Travel: Another summer over, another tour operator collapses

This week, the Monday morning casualty was SunTours, whose financial failure wrecked the plans of thousands of British holidaymakers. Simon Calder assesses the damage from the latest collapse in the chequered history of Britain's package holiday industry.

Q British travellers are used to tour operator collapses. Was this one a surprise?

A Yes. While it's true that collapses normally take place in autumn, when all the bills come in, no one was expecting a big bankruptcy this year. The whole travel industry has had a bumper summer, with prices firm and demand especially high in SunTours' main market, Turkey.

Q There's a lot of confusion about company names in the travel industry. Who exactly was SunTours, and how important was it?

A SunTours, a Turkish-backed company, was nothing to do with Airtours, Britain's second-biggest operator, or Sunworld - another relatively large and successful holiday firm. In terms of numbers, SunTours was substantial but distinctly second-division, taking about 135,000 British people abroad each year.

Q What happens to people who've booked with SunTours - or those already on holiday?
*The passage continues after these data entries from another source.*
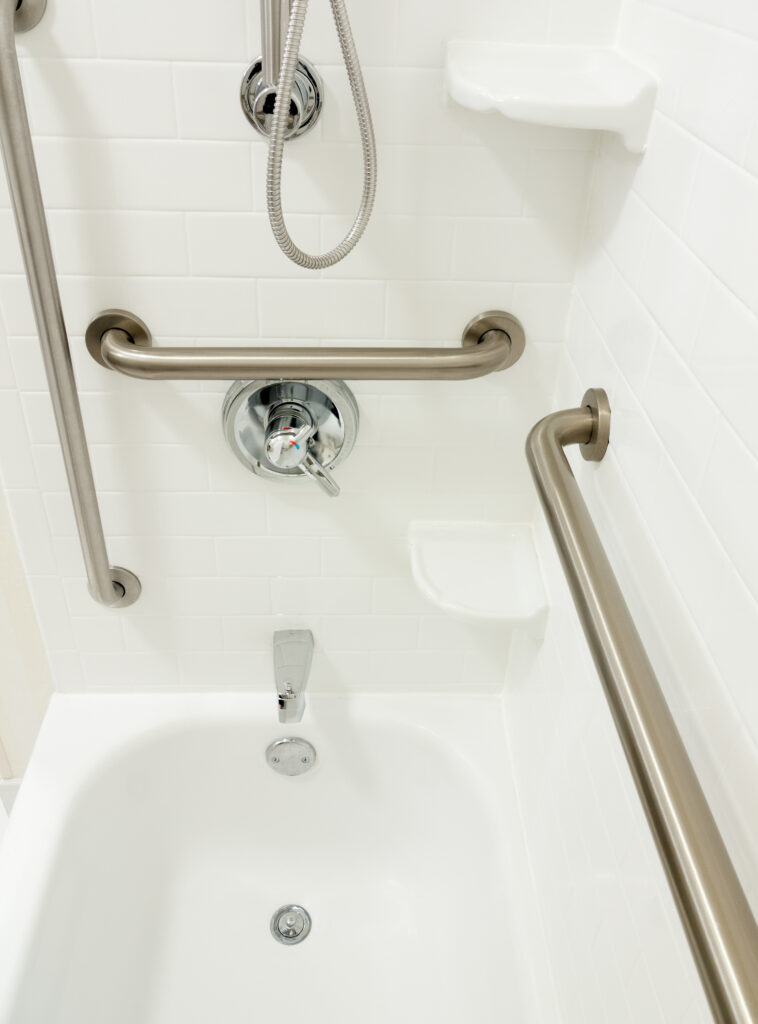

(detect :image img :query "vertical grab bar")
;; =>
[527,388,758,1024]
[0,0,140,608]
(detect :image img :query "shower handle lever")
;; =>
[265,401,339,498]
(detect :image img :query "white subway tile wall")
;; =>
[0,0,602,691]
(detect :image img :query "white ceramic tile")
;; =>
[692,280,758,456]
[172,59,257,141]
[16,0,96,58]
[683,150,758,312]
[271,577,371,615]
[92,0,248,60]
[123,615,223,651]
[677,32,758,162]
[186,213,321,278]
[216,537,322,579]
[452,218,579,283]
[49,210,187,276]
[376,144,527,217]
[321,213,453,281]
[639,221,710,355]
[0,391,37,489]
[640,338,720,488]
[35,138,253,211]
[698,424,758,599]
[90,443,208,490]
[24,59,176,138]
[258,281,384,343]
[5,489,57,575]
[635,115,701,228]
[386,280,514,344]
[81,650,178,693]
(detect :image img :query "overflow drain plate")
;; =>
[271,903,310,946]
[266,736,315,775]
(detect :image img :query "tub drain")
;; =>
[271,903,310,946]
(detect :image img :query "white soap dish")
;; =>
[409,522,547,623]
[446,40,658,153]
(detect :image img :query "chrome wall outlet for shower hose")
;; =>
[240,57,324,138]
[222,381,359,498]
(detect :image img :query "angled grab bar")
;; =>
[86,309,524,380]
[527,388,758,1024]
[0,0,140,608]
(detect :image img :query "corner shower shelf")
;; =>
[409,522,547,626]
[446,40,658,153]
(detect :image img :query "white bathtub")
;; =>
[0,694,544,1024]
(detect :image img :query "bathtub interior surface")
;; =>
[0,695,549,1024]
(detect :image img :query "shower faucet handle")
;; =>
[300,452,339,498]
[265,401,339,498]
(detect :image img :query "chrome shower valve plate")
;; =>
[221,380,359,480]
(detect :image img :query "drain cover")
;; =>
[266,736,315,775]
[271,903,310,946]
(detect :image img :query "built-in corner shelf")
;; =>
[446,40,658,153]
[409,522,547,627]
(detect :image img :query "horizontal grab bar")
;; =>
[0,0,140,607]
[527,388,758,1024]
[86,309,524,380]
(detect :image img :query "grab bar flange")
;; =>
[13,0,47,32]
[579,387,610,462]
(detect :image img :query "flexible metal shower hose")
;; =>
[266,0,376,270]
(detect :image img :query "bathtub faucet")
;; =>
[273,630,313,722]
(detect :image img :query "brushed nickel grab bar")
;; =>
[81,309,524,380]
[527,388,758,1024]
[0,0,140,608]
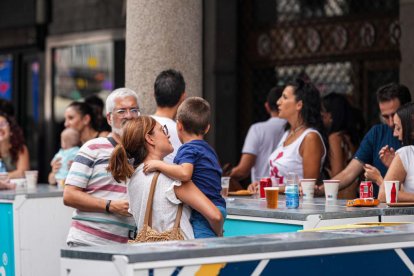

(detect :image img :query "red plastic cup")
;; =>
[259,177,272,198]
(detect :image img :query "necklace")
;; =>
[286,124,304,140]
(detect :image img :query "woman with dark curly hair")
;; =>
[249,79,328,191]
[0,112,30,181]
[321,93,361,199]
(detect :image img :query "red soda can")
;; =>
[259,177,272,198]
[359,181,374,198]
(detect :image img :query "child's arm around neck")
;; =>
[144,160,194,182]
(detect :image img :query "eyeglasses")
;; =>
[381,113,395,120]
[0,121,9,128]
[114,107,141,118]
[162,125,168,136]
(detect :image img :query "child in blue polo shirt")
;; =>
[144,97,227,239]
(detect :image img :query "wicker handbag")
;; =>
[129,172,184,243]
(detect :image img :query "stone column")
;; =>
[125,0,203,114]
[400,0,414,97]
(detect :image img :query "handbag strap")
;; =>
[144,172,183,230]
[144,172,160,227]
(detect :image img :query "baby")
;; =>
[52,128,80,183]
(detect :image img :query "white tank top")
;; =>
[269,128,326,184]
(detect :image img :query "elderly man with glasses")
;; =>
[320,83,411,197]
[63,88,140,246]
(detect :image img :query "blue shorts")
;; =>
[190,206,227,239]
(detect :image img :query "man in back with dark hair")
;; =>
[152,69,186,164]
[230,87,286,182]
[321,83,411,197]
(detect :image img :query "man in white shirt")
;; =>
[152,69,186,164]
[230,87,286,182]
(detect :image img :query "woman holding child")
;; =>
[48,102,109,184]
[108,116,223,239]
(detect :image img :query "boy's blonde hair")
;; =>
[177,97,211,135]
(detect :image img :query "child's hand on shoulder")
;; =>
[144,160,163,174]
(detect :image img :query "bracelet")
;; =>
[105,199,112,214]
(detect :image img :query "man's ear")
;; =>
[82,114,91,126]
[106,113,112,126]
[204,124,210,135]
[145,133,155,146]
[178,91,187,105]
[177,121,184,132]
[296,100,303,110]
[264,102,272,114]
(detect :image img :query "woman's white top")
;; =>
[269,128,326,184]
[397,146,414,193]
[127,163,194,240]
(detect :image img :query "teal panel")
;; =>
[224,218,303,237]
[0,203,15,276]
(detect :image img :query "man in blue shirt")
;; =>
[320,83,411,197]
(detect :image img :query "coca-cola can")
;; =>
[259,177,272,198]
[359,181,374,198]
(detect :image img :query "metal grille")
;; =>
[239,0,401,137]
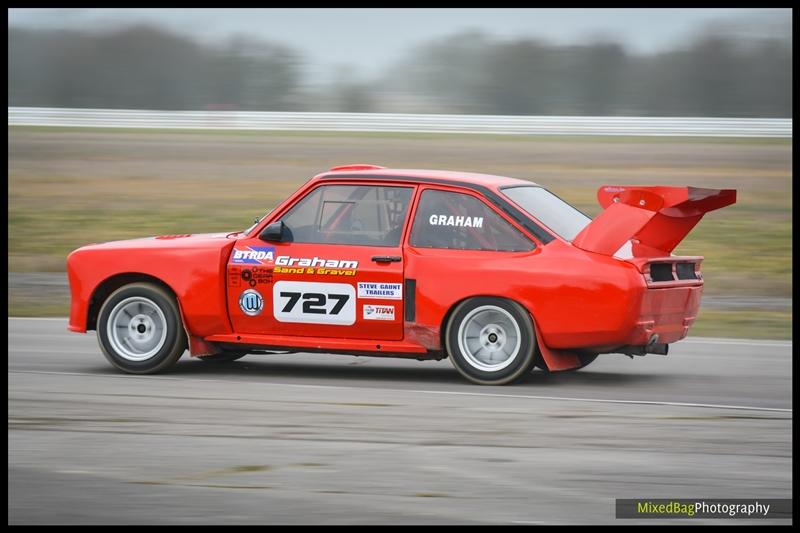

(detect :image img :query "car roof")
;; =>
[315,165,537,189]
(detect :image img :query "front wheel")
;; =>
[97,283,186,374]
[445,296,536,385]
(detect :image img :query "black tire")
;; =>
[198,351,248,364]
[445,296,536,385]
[536,353,599,372]
[97,283,186,374]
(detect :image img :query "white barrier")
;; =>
[8,107,792,138]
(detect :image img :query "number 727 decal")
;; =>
[272,281,356,326]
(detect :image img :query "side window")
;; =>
[410,189,534,252]
[281,185,413,246]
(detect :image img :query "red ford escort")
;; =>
[67,165,736,385]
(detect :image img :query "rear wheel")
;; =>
[445,296,536,385]
[97,283,186,374]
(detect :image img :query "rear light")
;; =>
[675,263,697,279]
[650,263,675,281]
[636,257,703,285]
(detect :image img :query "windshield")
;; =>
[501,185,592,242]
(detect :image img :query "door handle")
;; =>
[372,255,403,263]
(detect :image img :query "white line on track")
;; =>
[8,370,792,413]
[8,316,792,348]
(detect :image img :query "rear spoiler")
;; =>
[572,185,736,257]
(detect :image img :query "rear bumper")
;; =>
[626,282,703,346]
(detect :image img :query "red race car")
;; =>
[67,165,736,385]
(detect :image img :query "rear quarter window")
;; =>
[409,189,535,252]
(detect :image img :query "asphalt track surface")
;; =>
[8,319,792,524]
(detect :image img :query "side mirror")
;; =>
[258,220,286,242]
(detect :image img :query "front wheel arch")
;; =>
[86,272,180,331]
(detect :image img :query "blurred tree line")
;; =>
[8,22,792,117]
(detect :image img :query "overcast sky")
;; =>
[8,8,792,81]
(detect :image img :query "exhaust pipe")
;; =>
[614,334,669,355]
[647,343,669,355]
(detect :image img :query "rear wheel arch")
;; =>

A The several thousand British holidaymakers at present abroad with the company are being brought back more or less on schedule. No SunTours customer will be allowed to begin their holiday - the chances are that there wouldn't be a plane to take them anyway. But the Civil Aviation Authority (CAA), which polices the package holiday industry, will make sure they get all their money back under the ATOL bonding scheme.

Indeed, although the CAA has a dedicated line for SunTours clients (0171- 832 5600), there should be no need to call: within hours of the collapse, CAA staff were sending out claim forms to people booked with the failed company.

Q That's not much compensation if you were expecting an October holiday. Is there much chance of finding another one at this late stage?

A There should be no problem with availability. We're in the last month of the summer season, when tour operators start selling off spare aircraft seats and hotel beds for any price they can get. Other companies have more than enough capacity for the 15,000 SunTours clients booked to travel in the next month, particularly in "troubled" areas like Kenya and Egypt.

One difficulty is that the refund, though guaranteed, will not arrive for a couple of months. So either you'll have to decide if you can afford to stump up for another holiday, or hope that your travel agent will decide to book you with a different company without paying out a second time.

The other problem affects people who had booked holidays at Christmas, when demand always exceeds supply. Capacity released by the SunTours collapse is already being snapped up by other operators; to secure your Yuletide break you must re-book now.

Q Can't something be done to reduce the depressing number of travel companies that go bust?

A Not as long as the British demand holidays at lower prices than any other country in Europe. For a typical package, German, Dutch or Scandinavian holidaymakers will pay about one-third more than those from Britain.

The UK is the bargain basement of the travel industry, and margins are squeezed so much that there is no room for error. Towards the end of its life, SunTours was offering short breaks in Istanbul for the entertainingly low price of pounds 99, well below cost. The company's clients are now benefitting from all the previous collapses in the three decades of mass-market package travel: the mechanism for rescuing holidaymakers and refunding money is now honed to perfection.